Lastly, realize that replenishing your body’s iodine stores takes time. It’s like a marathon, not a quick sprint.
Iodine and Iodide for Whole-Body Health
At best, your diet likely only supplies enough iodine to avoid developing a goiter. But every tissue in your body utilizes iodine, so it’s time to think much bigger.
To get the iodine you need to support the health of your body from head to toe, you generally need to supplement the mineral.
That’s because few foods supply much iodine. Plus, bromide, fluoride, and perchlorate interfere with your cells’ iodine uptake.

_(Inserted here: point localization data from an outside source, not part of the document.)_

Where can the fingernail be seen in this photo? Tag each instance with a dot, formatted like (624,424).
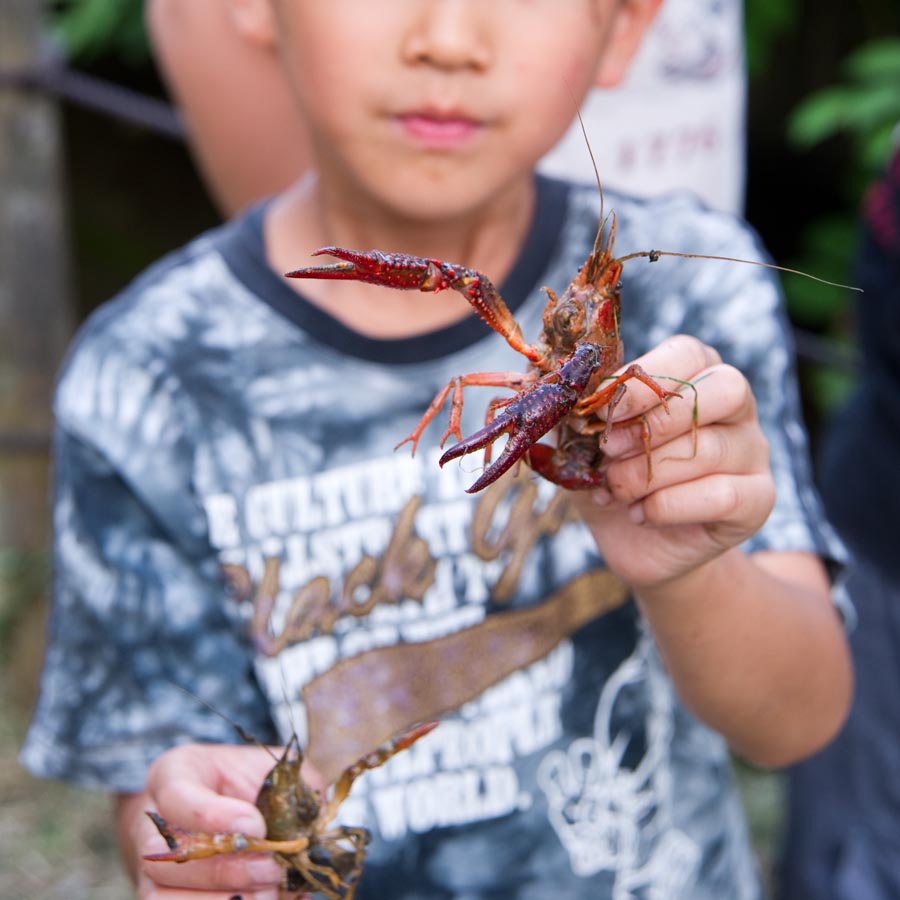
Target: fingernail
(264,871)
(249,826)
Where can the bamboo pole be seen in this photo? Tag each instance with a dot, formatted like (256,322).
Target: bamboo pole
(35,323)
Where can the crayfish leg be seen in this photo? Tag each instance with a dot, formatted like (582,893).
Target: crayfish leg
(378,757)
(187,845)
(608,392)
(544,460)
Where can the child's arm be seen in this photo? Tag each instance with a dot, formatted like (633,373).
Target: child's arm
(753,643)
(199,787)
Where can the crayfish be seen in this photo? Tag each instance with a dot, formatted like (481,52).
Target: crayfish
(317,855)
(570,378)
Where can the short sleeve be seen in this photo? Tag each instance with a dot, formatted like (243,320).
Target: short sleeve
(136,614)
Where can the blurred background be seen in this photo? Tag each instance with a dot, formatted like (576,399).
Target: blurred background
(96,183)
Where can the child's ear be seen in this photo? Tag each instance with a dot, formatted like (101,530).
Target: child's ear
(253,19)
(630,22)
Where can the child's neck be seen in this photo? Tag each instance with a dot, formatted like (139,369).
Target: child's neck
(302,220)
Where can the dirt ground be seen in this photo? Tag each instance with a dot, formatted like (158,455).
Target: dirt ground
(56,842)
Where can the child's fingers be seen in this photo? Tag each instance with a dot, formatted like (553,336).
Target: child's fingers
(720,450)
(190,787)
(149,890)
(678,359)
(719,395)
(717,502)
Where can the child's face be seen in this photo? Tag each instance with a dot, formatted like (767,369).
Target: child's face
(433,108)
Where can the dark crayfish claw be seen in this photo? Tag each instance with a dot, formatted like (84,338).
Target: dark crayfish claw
(531,415)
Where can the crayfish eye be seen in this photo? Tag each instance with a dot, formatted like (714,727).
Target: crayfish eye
(568,316)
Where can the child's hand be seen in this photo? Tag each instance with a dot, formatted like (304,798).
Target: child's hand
(208,788)
(696,506)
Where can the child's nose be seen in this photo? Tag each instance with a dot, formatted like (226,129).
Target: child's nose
(450,34)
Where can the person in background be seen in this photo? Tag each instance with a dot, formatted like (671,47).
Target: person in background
(675,122)
(843,831)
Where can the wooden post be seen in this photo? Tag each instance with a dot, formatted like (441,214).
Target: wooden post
(35,321)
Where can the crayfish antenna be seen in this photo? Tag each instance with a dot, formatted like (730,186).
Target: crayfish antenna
(654,255)
(598,241)
(242,732)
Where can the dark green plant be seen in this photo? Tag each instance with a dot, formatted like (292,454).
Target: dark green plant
(764,22)
(865,107)
(89,29)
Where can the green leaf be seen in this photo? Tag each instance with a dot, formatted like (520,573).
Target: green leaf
(820,116)
(868,108)
(877,147)
(875,61)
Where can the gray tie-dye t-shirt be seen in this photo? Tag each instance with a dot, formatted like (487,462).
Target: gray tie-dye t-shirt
(231,516)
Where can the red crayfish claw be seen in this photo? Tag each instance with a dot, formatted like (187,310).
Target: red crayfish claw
(394,270)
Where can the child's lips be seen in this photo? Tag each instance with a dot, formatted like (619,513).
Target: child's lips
(439,131)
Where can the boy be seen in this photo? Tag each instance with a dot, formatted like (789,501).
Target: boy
(215,423)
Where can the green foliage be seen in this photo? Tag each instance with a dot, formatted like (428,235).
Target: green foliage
(89,29)
(764,22)
(864,110)
(866,107)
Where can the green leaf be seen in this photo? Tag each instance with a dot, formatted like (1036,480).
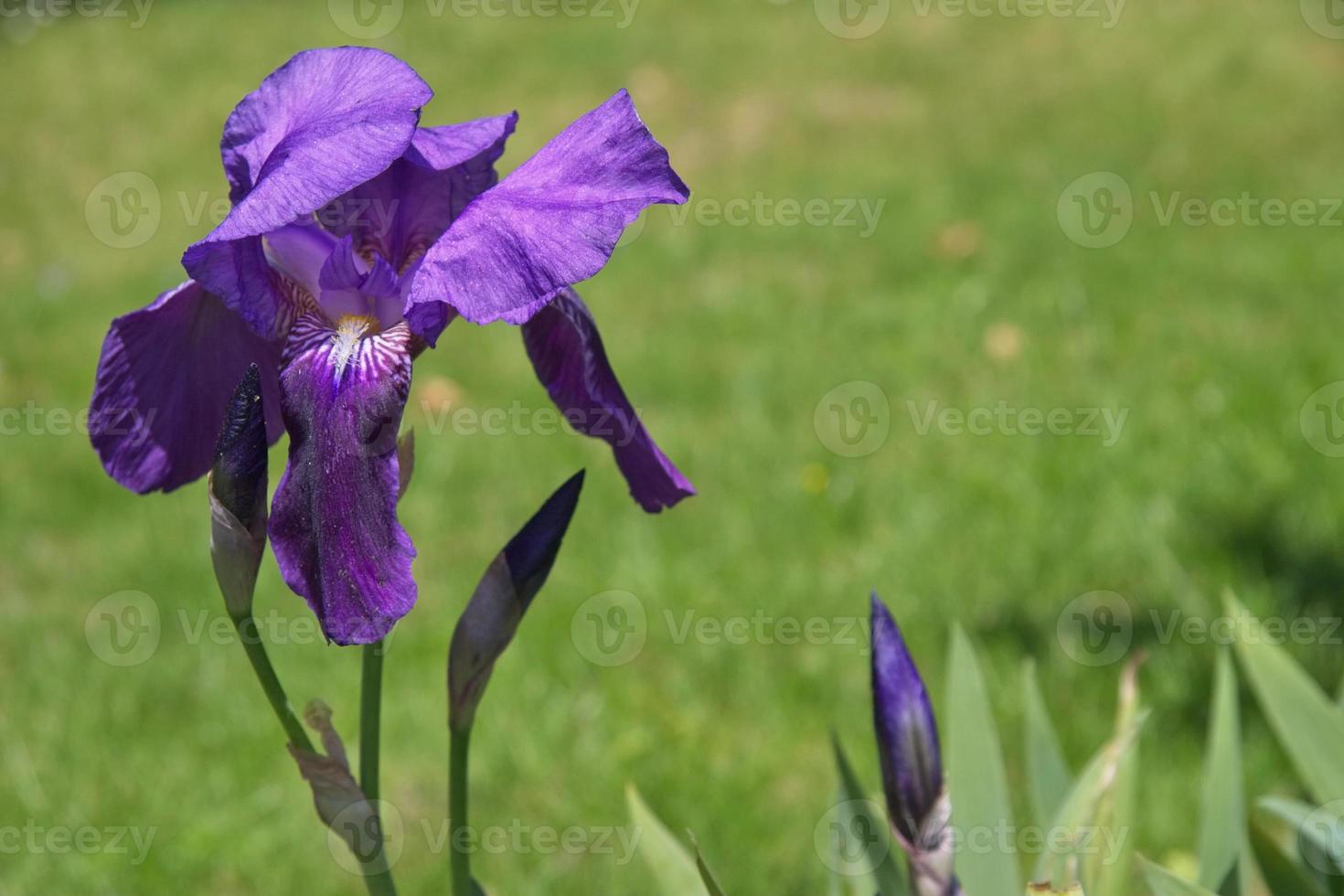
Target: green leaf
(1046,767)
(1221,827)
(1105,872)
(706,875)
(981,810)
(1283,875)
(1308,724)
(672,867)
(1085,807)
(860,825)
(1163,883)
(1321,829)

Some tissues of your body may respond better to iodine versus iodide and vice versa. So, choose a supplement that supplies both.
Also, look for humic and fulvic acids in an iodine supplement. This functions to protect iodine, so it’s absorbed in the needed form. These carbons also vigilantly removes toxins from iodine receptors and enables your cells to take in the iodine.
How are you going to make sure your body gets enough iodine and iodide?